Closed-door talks continued Tuesday as Gov. Corbett and Republican legislative leaders tried to hammer out differences on major policy initiatives before Sunday's deadline to pass a state budget.
The day brought incremental movement - but no final agreement - on what have come to be known as the Big 3: pension reform, liquor privatization, and transportation funding. Legislators in the Senate also made progress on moving key pieces of a rescue package for Philadelphia's cash-strapped school district.
The legislative activity unfolded against the backdrop of a boisterous rally on the Capitol steps, as hundreds of school employees, children and parents endured the blazing heat to demand adequate school funding.
Among them was Patricia Norris, 56, of Germantown, who is among several Philadelphia school staffers and parents on a hunger strike to raise awareness about the need for more money to keep city schools adequately staffed.
Norris, a food service assistant at Cayuga Elementary, said her school is facing layoffs of key student safety staff. If the school opens its doors without them come September, she had one word to describe what would happen: "Disaster."
She said she has had nothing but water in the last eight days.
"But it feels like a blessing," said Norris. "It feels like victory.

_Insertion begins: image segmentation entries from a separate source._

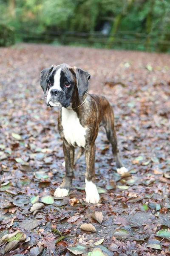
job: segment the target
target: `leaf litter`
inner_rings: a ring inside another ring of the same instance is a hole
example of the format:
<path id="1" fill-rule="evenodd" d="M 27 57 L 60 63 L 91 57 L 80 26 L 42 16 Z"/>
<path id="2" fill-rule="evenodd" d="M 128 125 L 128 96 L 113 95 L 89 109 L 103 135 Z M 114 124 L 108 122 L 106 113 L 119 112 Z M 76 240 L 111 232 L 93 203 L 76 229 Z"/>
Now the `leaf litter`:
<path id="1" fill-rule="evenodd" d="M 166 63 L 170 68 L 169 55 L 31 44 L 2 48 L 1 55 L 0 237 L 18 232 L 27 239 L 1 240 L 0 252 L 168 255 L 170 75 L 163 68 Z M 84 200 L 83 155 L 75 166 L 69 196 L 53 198 L 64 175 L 64 156 L 58 109 L 43 105 L 39 74 L 65 62 L 65 55 L 68 64 L 91 73 L 89 93 L 105 96 L 113 107 L 119 148 L 129 170 L 125 175 L 116 172 L 111 147 L 100 128 L 97 205 Z M 7 90 L 2 85 L 7 73 Z M 80 228 L 85 224 L 95 232 Z"/>

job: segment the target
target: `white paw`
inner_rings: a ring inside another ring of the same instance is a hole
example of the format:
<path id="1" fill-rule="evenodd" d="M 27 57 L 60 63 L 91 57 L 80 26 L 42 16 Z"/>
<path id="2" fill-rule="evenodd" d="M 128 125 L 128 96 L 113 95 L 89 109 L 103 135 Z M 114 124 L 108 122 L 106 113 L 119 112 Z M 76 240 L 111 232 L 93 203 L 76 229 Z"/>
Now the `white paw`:
<path id="1" fill-rule="evenodd" d="M 62 189 L 58 187 L 56 189 L 54 195 L 56 197 L 63 197 L 67 196 L 68 194 L 69 190 L 66 189 Z"/>
<path id="2" fill-rule="evenodd" d="M 119 173 L 119 174 L 124 174 L 126 172 L 128 172 L 128 170 L 126 168 L 126 167 L 121 167 L 121 168 L 118 168 L 117 169 L 117 172 Z"/>
<path id="3" fill-rule="evenodd" d="M 85 191 L 86 193 L 86 202 L 91 204 L 99 203 L 100 197 L 96 185 L 91 180 L 88 181 L 85 180 Z"/>

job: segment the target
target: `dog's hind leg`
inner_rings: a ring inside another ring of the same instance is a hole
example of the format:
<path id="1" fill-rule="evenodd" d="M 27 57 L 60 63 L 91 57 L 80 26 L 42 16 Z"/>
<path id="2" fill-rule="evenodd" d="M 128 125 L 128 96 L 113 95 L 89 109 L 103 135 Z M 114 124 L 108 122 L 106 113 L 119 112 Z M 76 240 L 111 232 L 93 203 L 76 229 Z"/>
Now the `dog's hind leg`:
<path id="1" fill-rule="evenodd" d="M 115 130 L 111 119 L 109 119 L 106 122 L 105 126 L 107 138 L 112 146 L 113 154 L 116 160 L 117 172 L 119 174 L 127 172 L 128 170 L 123 166 L 120 157 L 119 149 L 117 148 L 117 141 Z"/>
<path id="2" fill-rule="evenodd" d="M 73 177 L 74 148 L 63 141 L 63 151 L 65 163 L 65 174 L 62 183 L 55 191 L 54 195 L 60 197 L 66 196 L 71 186 Z"/>
<path id="3" fill-rule="evenodd" d="M 74 165 L 76 164 L 79 158 L 82 156 L 85 151 L 85 149 L 83 148 L 79 148 L 75 154 Z"/>

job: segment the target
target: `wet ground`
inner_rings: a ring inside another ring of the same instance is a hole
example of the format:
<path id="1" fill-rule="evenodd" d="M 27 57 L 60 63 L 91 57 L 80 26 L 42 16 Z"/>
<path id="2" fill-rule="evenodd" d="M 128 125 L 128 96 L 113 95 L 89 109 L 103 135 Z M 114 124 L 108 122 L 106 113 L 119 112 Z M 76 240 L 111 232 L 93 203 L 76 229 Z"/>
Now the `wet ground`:
<path id="1" fill-rule="evenodd" d="M 18 239 L 16 248 L 13 242 L 8 250 L 11 241 L 2 242 L 2 253 L 169 255 L 169 55 L 27 44 L 0 52 L 0 237 L 20 230 L 27 239 Z M 39 77 L 43 68 L 62 63 L 88 70 L 89 93 L 110 102 L 120 154 L 129 171 L 122 177 L 116 173 L 100 128 L 97 204 L 85 200 L 84 155 L 75 166 L 69 196 L 53 200 L 64 175 L 62 141 L 58 109 L 43 104 Z M 37 202 L 43 207 L 34 215 L 30 208 Z M 91 216 L 95 211 L 102 213 L 101 224 Z M 85 223 L 96 232 L 80 228 Z"/>

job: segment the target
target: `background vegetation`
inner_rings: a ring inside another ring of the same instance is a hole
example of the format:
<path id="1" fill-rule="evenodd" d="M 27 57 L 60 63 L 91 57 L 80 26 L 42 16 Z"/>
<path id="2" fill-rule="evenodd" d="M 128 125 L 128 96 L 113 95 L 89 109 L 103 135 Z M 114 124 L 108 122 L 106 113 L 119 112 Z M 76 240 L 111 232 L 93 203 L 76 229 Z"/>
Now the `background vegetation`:
<path id="1" fill-rule="evenodd" d="M 170 51 L 170 0 L 0 0 L 17 41 Z"/>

I just want the children to be safe and have safe schools."
Legislators and the Corbett administration are working to craft a plan to help city schools, and on Tuesday, the Senate Finance Committee passed four bills that could help the city raise additional funds for schools. One would authorize Philadelphia to create a $2-a-pack cigarette tax, which is considered key to the city’s plan to raise $74 million toward the school district's $304 million budget shortfall.
On the Big 3, Senate President Pro Tempore Joe Scarnati (R., Jefferson) described talks as "productive," with other Republicans saying they were hopeful for a compromise, despite the differences still dividing them.
On liquor privatization, the Senate could begin debating the latest proposal as early as Wednesday, although they are expected to make changes to it.
On transportation, House and Senate Republicans remain split over how much to spend on fixing roads and bridges, as well as funding mass transit - although by day's end, many seemed hopeful for a compromise.
As for pensions, House and Senate Republicans are narrowing their differences over how to best overhaul the state’s big public employee pension systems. But conflicting analyses on the cost of those plans could bog down those efforts.